We think of the UN as being a noble disinterested body that can act on behalf of the whole of humanity. Yet that is not how it appears to many from non-Western countries, given the over-representation of the West on the Security Council.
The Gulf War against Iraq was cloaked in a UN resolution, but was really an American military action. For people in Islamic countries, that war was proof that the UN does America's bidding, not the world's.
Mr. Huntington predicts that the world will be interconnected by trade and technology, but permanently divided into civilizations with different cultures.

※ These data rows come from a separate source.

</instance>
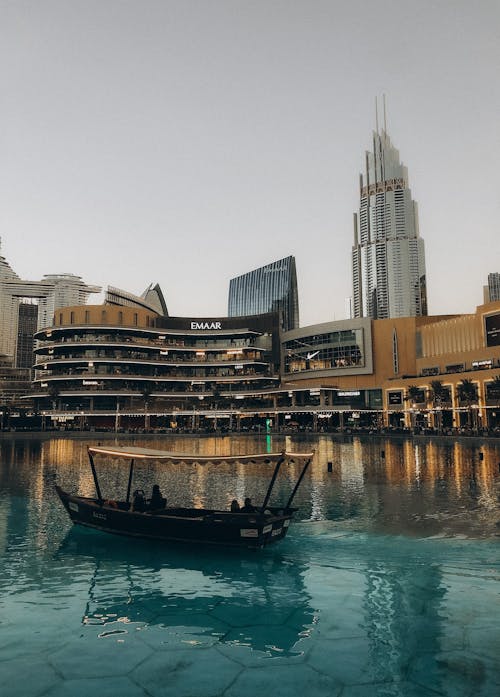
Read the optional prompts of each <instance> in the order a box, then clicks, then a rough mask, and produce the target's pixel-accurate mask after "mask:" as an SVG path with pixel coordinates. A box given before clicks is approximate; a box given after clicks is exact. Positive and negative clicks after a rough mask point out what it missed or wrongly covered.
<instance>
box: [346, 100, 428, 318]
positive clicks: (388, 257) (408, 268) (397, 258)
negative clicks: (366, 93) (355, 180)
mask: <svg viewBox="0 0 500 697" xmlns="http://www.w3.org/2000/svg"><path fill="white" fill-rule="evenodd" d="M385 121H386V118H385V104H384V128H383V129H382V130H380V131H379V126H378V117H377V127H376V131H375V132H374V133H373V145H372V150H371V151H367V152H366V156H365V172H364V174H361V175H360V183H359V189H360V192H359V193H360V204H359V214H358V215H356V214H355V216H354V244H353V247H352V272H353V304H354V308H353V309H354V316H355V317H371V318H372V319H386V318H389V317H418V316H421V315H426V314H427V291H426V274H425V252H424V241H423V240H422V238H421V237H420V236H419V230H418V215H417V204H416V203H415V201H413V199H412V196H411V191H410V188H409V186H408V171H407V168H406V167H405V166H404V165H403V164H402V163H401V161H400V157H399V152H398V150H396V148H395V147H394V146H393V145H392V143H391V140H390V138H389V136H388V134H387V131H386V124H385Z"/></svg>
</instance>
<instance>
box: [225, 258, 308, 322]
mask: <svg viewBox="0 0 500 697" xmlns="http://www.w3.org/2000/svg"><path fill="white" fill-rule="evenodd" d="M276 311H278V312H280V313H281V318H282V328H283V329H284V330H285V331H289V330H291V329H298V327H299V294H298V288H297V271H296V268H295V258H294V257H292V256H290V257H286V259H280V260H279V261H273V262H272V263H271V264H267V266H261V267H260V269H255V270H254V271H249V272H248V273H246V274H243V275H242V276H237V277H236V278H232V279H231V281H230V282H229V302H228V315H229V317H242V316H244V315H262V314H266V313H268V312H276Z"/></svg>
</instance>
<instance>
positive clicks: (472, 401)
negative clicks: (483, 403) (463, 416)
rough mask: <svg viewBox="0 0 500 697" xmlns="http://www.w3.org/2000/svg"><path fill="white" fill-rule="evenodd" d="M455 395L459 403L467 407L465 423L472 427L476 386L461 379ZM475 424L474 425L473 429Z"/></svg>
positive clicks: (459, 382)
mask: <svg viewBox="0 0 500 697" xmlns="http://www.w3.org/2000/svg"><path fill="white" fill-rule="evenodd" d="M457 395H458V399H459V401H460V402H463V403H464V404H465V405H466V407H467V422H468V425H469V428H471V426H472V405H473V404H477V385H476V383H475V382H472V380H470V379H469V378H463V379H462V380H461V381H460V382H459V383H458V385H457ZM476 426H477V424H476V423H474V428H476Z"/></svg>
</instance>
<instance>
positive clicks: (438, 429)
mask: <svg viewBox="0 0 500 697" xmlns="http://www.w3.org/2000/svg"><path fill="white" fill-rule="evenodd" d="M430 396H431V400H432V406H433V407H434V409H436V410H437V427H438V433H441V431H442V430H443V414H442V412H441V407H442V405H443V403H444V402H446V401H448V398H449V392H448V389H447V388H446V387H444V385H443V383H442V382H441V380H432V381H431V389H430Z"/></svg>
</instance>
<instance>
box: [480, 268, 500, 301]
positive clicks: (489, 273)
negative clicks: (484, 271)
mask: <svg viewBox="0 0 500 697" xmlns="http://www.w3.org/2000/svg"><path fill="white" fill-rule="evenodd" d="M497 300H500V273H489V274H488V285H487V286H484V302H485V303H492V302H496V301H497Z"/></svg>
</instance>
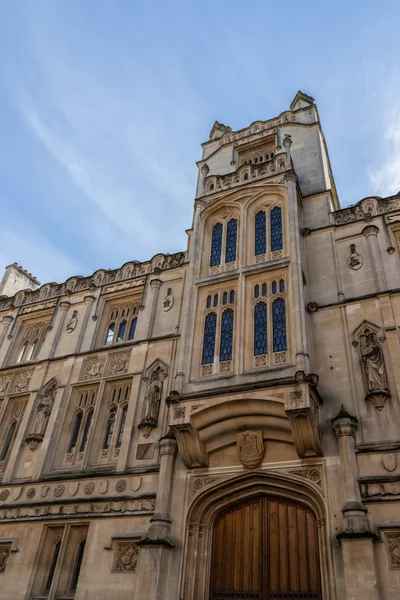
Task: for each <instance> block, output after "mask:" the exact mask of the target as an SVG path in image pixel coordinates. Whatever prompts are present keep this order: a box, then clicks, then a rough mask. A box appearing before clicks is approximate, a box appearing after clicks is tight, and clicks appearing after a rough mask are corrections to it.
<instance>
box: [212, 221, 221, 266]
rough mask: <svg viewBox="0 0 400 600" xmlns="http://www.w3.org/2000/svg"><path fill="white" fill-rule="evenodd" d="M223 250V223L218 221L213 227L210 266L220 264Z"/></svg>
mask: <svg viewBox="0 0 400 600" xmlns="http://www.w3.org/2000/svg"><path fill="white" fill-rule="evenodd" d="M221 250H222V223H216V224H215V225H214V227H213V234H212V241H211V256H210V267H214V266H216V265H219V264H220V262H221Z"/></svg>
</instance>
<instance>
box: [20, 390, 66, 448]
mask: <svg viewBox="0 0 400 600" xmlns="http://www.w3.org/2000/svg"><path fill="white" fill-rule="evenodd" d="M57 389H58V383H57V381H56V380H55V379H51V380H50V381H49V382H48V383H47V384H46V385H45V386H44V387H43V388H42V389H41V390H40V391H39V392H38V403H37V405H36V413H35V418H34V420H33V423H32V426H31V427H30V432H29V434H28V435H27V437H26V438H25V441H26V442H27V443H28V444H29V448H30V449H31V450H32V452H33V451H34V450H36V448H37V446H38V444H39V443H40V442H42V441H43V438H44V434H45V431H46V427H47V423H48V421H49V418H50V414H51V411H52V409H53V405H54V400H55V397H56V393H57Z"/></svg>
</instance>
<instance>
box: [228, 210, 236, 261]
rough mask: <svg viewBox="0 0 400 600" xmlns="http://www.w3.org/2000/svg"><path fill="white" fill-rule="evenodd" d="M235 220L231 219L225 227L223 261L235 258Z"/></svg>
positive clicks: (235, 251)
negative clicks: (224, 238) (224, 244)
mask: <svg viewBox="0 0 400 600" xmlns="http://www.w3.org/2000/svg"><path fill="white" fill-rule="evenodd" d="M236 238H237V220H236V219H231V220H230V221H228V225H227V227H226V246H225V262H232V261H234V260H236Z"/></svg>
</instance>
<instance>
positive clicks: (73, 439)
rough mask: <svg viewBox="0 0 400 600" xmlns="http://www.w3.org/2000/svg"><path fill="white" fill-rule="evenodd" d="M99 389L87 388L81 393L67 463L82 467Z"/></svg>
mask: <svg viewBox="0 0 400 600" xmlns="http://www.w3.org/2000/svg"><path fill="white" fill-rule="evenodd" d="M96 397H97V388H86V389H84V390H82V391H80V392H79V394H78V399H77V403H76V408H75V410H74V414H73V418H72V427H71V432H70V435H69V439H68V445H67V451H66V454H65V463H67V464H69V465H71V466H72V465H81V464H82V461H83V458H84V456H85V452H86V450H87V445H88V440H89V434H90V430H91V427H92V422H93V415H94V409H95V405H96Z"/></svg>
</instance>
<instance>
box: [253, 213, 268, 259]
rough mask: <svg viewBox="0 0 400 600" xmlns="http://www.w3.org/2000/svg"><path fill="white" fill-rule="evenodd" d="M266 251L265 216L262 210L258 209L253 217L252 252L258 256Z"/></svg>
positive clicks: (266, 221) (266, 232) (266, 222)
mask: <svg viewBox="0 0 400 600" xmlns="http://www.w3.org/2000/svg"><path fill="white" fill-rule="evenodd" d="M266 251H267V216H266V214H265V211H264V210H260V211H258V213H257V214H256V216H255V219H254V254H255V255H256V256H259V255H260V254H265V253H266Z"/></svg>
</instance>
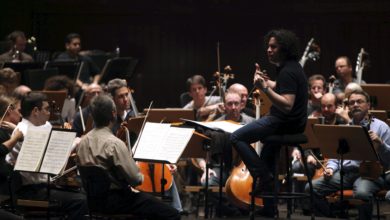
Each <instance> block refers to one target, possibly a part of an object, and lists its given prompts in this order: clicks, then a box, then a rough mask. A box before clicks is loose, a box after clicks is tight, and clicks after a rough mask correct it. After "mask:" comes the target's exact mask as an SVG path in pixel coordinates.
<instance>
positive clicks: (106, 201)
mask: <svg viewBox="0 0 390 220" xmlns="http://www.w3.org/2000/svg"><path fill="white" fill-rule="evenodd" d="M77 168H78V170H79V172H80V176H81V180H82V183H83V188H84V190H85V192H86V193H87V202H88V209H89V218H90V219H101V218H106V219H140V218H139V217H136V216H134V215H131V214H111V213H104V212H103V211H104V210H106V209H105V206H106V204H107V198H108V195H109V194H110V185H111V180H110V177H109V175H108V172H107V171H106V170H105V169H104V168H103V167H100V166H78V167H77Z"/></svg>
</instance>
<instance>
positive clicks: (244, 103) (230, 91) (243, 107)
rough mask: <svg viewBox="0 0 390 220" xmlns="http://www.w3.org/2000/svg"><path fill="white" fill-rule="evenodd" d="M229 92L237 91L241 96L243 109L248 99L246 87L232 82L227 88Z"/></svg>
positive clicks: (247, 92)
mask: <svg viewBox="0 0 390 220" xmlns="http://www.w3.org/2000/svg"><path fill="white" fill-rule="evenodd" d="M228 91H229V92H233V93H238V94H240V96H241V109H244V108H245V106H246V102H247V100H248V89H247V88H246V87H245V86H244V85H242V84H239V83H234V84H233V85H231V86H230V87H229V89H228Z"/></svg>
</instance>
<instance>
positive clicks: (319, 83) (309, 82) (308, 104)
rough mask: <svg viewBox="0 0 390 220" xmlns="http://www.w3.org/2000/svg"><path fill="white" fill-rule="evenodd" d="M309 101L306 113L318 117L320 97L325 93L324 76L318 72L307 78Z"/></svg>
mask: <svg viewBox="0 0 390 220" xmlns="http://www.w3.org/2000/svg"><path fill="white" fill-rule="evenodd" d="M308 82H309V101H308V103H307V115H308V116H312V117H318V116H319V115H320V114H321V103H320V101H321V97H322V96H323V95H324V94H325V78H324V76H322V75H320V74H316V75H312V76H311V77H310V78H309V79H308Z"/></svg>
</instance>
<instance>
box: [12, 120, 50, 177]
mask: <svg viewBox="0 0 390 220" xmlns="http://www.w3.org/2000/svg"><path fill="white" fill-rule="evenodd" d="M49 136H50V129H41V128H31V127H29V128H28V129H27V133H26V136H25V137H24V141H23V144H22V147H21V149H20V152H19V155H18V158H17V160H16V164H15V168H14V169H15V170H20V171H31V172H37V171H38V169H39V165H40V164H41V161H42V158H43V153H44V151H45V148H46V144H47V140H48V139H49Z"/></svg>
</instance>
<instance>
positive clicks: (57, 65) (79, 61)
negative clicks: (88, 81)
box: [44, 61, 83, 82]
mask: <svg viewBox="0 0 390 220" xmlns="http://www.w3.org/2000/svg"><path fill="white" fill-rule="evenodd" d="M82 66H83V62H80V61H47V62H46V63H45V66H44V69H48V68H57V69H58V74H60V75H65V76H67V77H68V78H69V79H71V80H73V81H74V82H75V81H76V80H77V79H78V77H79V75H80V71H81V69H82Z"/></svg>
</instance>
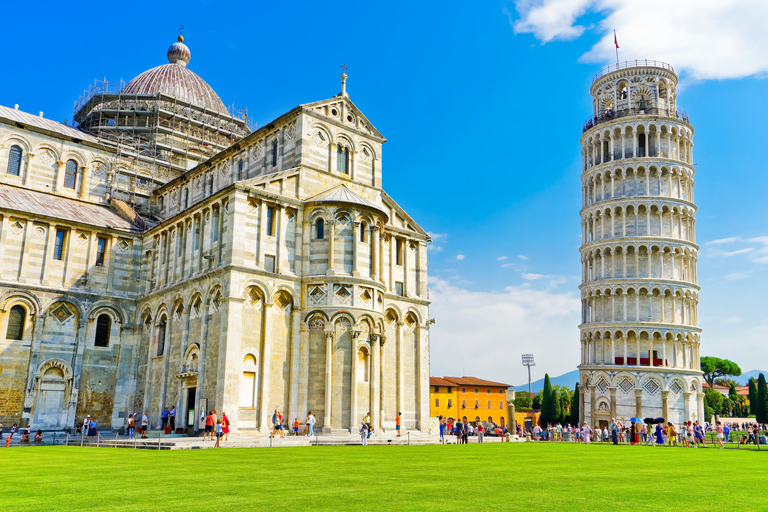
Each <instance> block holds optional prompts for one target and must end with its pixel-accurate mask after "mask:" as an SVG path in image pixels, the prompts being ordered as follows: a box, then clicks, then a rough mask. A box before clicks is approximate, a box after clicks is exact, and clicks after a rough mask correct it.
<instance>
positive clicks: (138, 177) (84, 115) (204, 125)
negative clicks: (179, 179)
mask: <svg viewBox="0 0 768 512" xmlns="http://www.w3.org/2000/svg"><path fill="white" fill-rule="evenodd" d="M124 88H125V82H124V81H123V80H120V81H119V82H109V81H107V80H106V79H104V80H96V81H95V82H94V84H93V85H91V86H89V87H88V89H87V90H85V91H84V92H83V94H82V95H81V96H80V98H79V99H78V100H77V101H76V102H75V106H74V113H73V125H74V126H75V127H76V128H78V129H80V130H82V131H84V132H86V133H89V134H91V135H93V136H94V137H97V138H98V139H99V140H100V141H102V142H103V143H104V145H105V150H106V151H107V152H108V153H110V154H113V155H114V162H112V166H113V169H120V173H119V176H118V174H117V173H116V174H115V177H116V181H117V183H113V185H112V188H113V190H114V191H115V192H114V193H115V194H116V196H117V198H118V199H122V200H124V201H126V202H129V203H131V204H134V205H139V203H143V202H145V201H144V200H139V201H137V199H138V198H137V196H143V197H144V198H147V197H148V196H149V195H150V194H151V192H152V190H154V189H155V188H156V187H158V186H161V185H163V184H164V183H166V182H168V181H170V180H172V179H173V178H175V177H177V176H179V175H181V174H183V173H184V172H186V171H188V170H189V169H192V168H193V167H195V166H196V165H198V164H200V163H202V162H204V161H206V160H208V159H209V158H211V157H212V156H213V155H215V154H216V153H219V152H220V151H223V150H225V149H226V148H228V147H229V146H231V145H232V144H234V143H236V142H237V141H239V140H240V139H242V138H243V137H245V136H246V135H248V133H250V131H251V130H253V129H254V128H255V126H254V125H253V124H252V123H251V120H250V119H249V117H248V110H247V109H242V110H236V109H235V108H234V105H230V106H229V107H228V108H227V111H228V113H227V114H223V113H220V112H216V111H213V110H209V109H206V108H203V107H199V106H197V105H193V104H191V103H188V102H185V101H183V100H180V99H178V98H175V97H173V96H169V95H166V94H163V93H156V94H125V93H123V92H122V91H123V89H124Z"/></svg>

The dominant civilizations he lists are: Chinese (including Vietnam, Korea, etc.), Japanese, Hindu (India), Islamic, Orthodox (Russia and other Slavic states), African, Western, and Latin American (an offshoot of Western civilization).
The author argues that these civilizations are permanent entities that all the IMFs and American movies and Internet sites in the world won't fundamentally change. People will always see the world through the prism of their particular culture, and its value system. All we can do is try to respect each other's ways of doing things, and get along as well as is possible.
It's a challenging theory with a lot of truth to it. Many Canadians think the world should model itself on us and adopt our values. Many of us don't want to consider how Russians see the Yugoslav bombing, or how the Middle East views the sanctions against Iraq.
But there are universal values, more than Mr. Huntington acknowledges. Asians may prefer a more orderly Singapore-style country than we do; followers of Islam may expect government and religion to be closely allied. But all people want security from arbitrary arrest, schools for their kids and food on the table. They want rulers who aren't brutal or corrupt.
While feminism is a Western concept, the desire of women for greater control over their lives is universal. Give women the chance to have a little independence, be they in Bangladesh or Mali or Bolivia, and miracles happen. This is not just my Western bias speaking:It's true.
The challenge is to craft global institutions that promote genuinely universal values while avoiding slipping into cultural imperialism or kowtowing too much to the Western nations that fund them. As many non-Westerners will tell us, we haven't got it right yet.